'Numerical Differentiation' how to compute for the round off error for a 4 point formula from Brian Bradie -Friendly introduction to numerical analysis---- numerical differentiation exercise 
$$
f'(x_0)=\frac{-2f(x-0-3h)+9f(x_0-2h)-18f(x_0-h)+11f(x_0)}{6h}+\frac14h^3f^{(4)}(\xi)
$$
The image shows an example problem that asks to calculate the error bound (totalerror) of a 4 point formula    #15 chap6.3. 
I know that 
total error = maximumroundofferror + truncationerror

the truncation error is given but how does one compute the roundoff error ? 
What is the general methodology for solving for  roundoff error for 3 point formulas, 4 point formulas, and 5 point formulas

It is fairly straightforward for a two point formula but I cannot translate how to do it for this problem and similar ones
i.e. if have $f '(x_o) = \dfrac{f(x_o+h)-f(x_o-h)}{2h}$ and want to find the total error, I do :


*

*a ) let $\tilde f(x_o + h) = fl(f(x_o+h))$, $\tilde f(x0-h)=fl(f(xo-h)$

*b ) let rounding errors be $\epsilon_1$ and $\epsilon_2$ as in
 $$
 f(x_o+h) - \tilde f(x_o+h) = ϵ_1
 \\
 f(x_o-h) - \tilde f(x_o-h) = ϵ_2
 $$

*c ) then 
$$
  f '(x_o) = \frac{[\tilde f(x_o+h) + ϵ_1] - [\tilde f(x_o-h)+ϵ_2]}{2h}
          = (\tilde f(x_o+h) - \tilde f(x_o-h))/2h + (ϵ_1-ϵ_2)/2h
$$
since roundoff errors are bounded by machine error epsilon then $|ϵ_1|\le ϵ$ and $|ϵ_2|\le ϵ$ 
hence
$$
|f'(x_o) - (\tilde f(x_o+h)-\tilde f(x_o-h))/2h| \le ϵ/h
$$
I am trying to get this same result for the formula in the image but having trouble
please excuse this non formatting as I am a new user and don't have enough points to plug in image of my formatted work. 
Any help would be greatly appreciated or a point in the right direction 
 A: The exercise seems to want you to do something similar to what you did with $\epsilon_1$ and $\epsilon_2,$ except that since the function is now being evaluated four times instead of two you could use $\epsilon_3$ for the error of the third evaluation and $\epsilon_4$ for the error of the fourth evaluation.

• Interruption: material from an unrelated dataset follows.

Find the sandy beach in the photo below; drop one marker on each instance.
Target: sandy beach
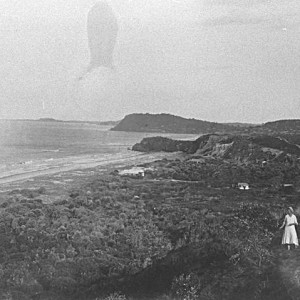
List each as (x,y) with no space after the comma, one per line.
(67,172)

Four errors combine in much the same way as two, that is, you take the absolute value of each contribution to the total error 
(for example, $-2\epsilon_1$ becomes $2\lvert\epsilon_1\rvert$)
and then substitute $\epsilon$ for $\lvert\epsilon_i\rvert.$

The following is not really part of the answer, but more like an extended comment:
The question in the book seems a little bit misleading, because in the first part it describes $\epsilon$ as a bound on error, not a bound on relative error, whereas in the second part it sets $\epsilon$ to the "machine epsilon"  of an IEEE-754 single-precision number, which introduces a relative error in any calculations whose results are written to IEEE-754 single-precision numbers.
Also, as LutzL points out, the error introduced into the output values of such functions by the machine epsilon is not always just the machine epsilon  itself, but often is some multiple of machine epsilon as the error accumulates over several internal calculations. 
Because both the $\epsilon$ in your formulas and "machine epsilon" invoke the word "epsilon," one could easily assume they are the same thing, but they are not.
In other words, the book seems to be trying to give the impression that it is teaching you how to control floating-point errors in a computer, but it is applying the methods incorrectly for that particular application.
A: The short and sometimes wrong answer is that each function evaluation gives a random error of size $L|f(x_0)|ϵ$, where $L$ is the number of floating point operations in the evaluation of $f$. For the differentiation formula the floating point noise thus sums up to a worst case of size $$\frac{40L|f(x_0)|ϵ}{6h}=\frac{20L|f(x_0)|ϵ}{3h}.$$
This estimate is invalid if critical cancelation takes place during the evaluation of $f$, such as is the case in the evaluation of polynomials close to their roots. Then you would have to replace $f$ by $\bar f$ where each constant is replaced by its absolute value and each subtraction by the addition of same terms.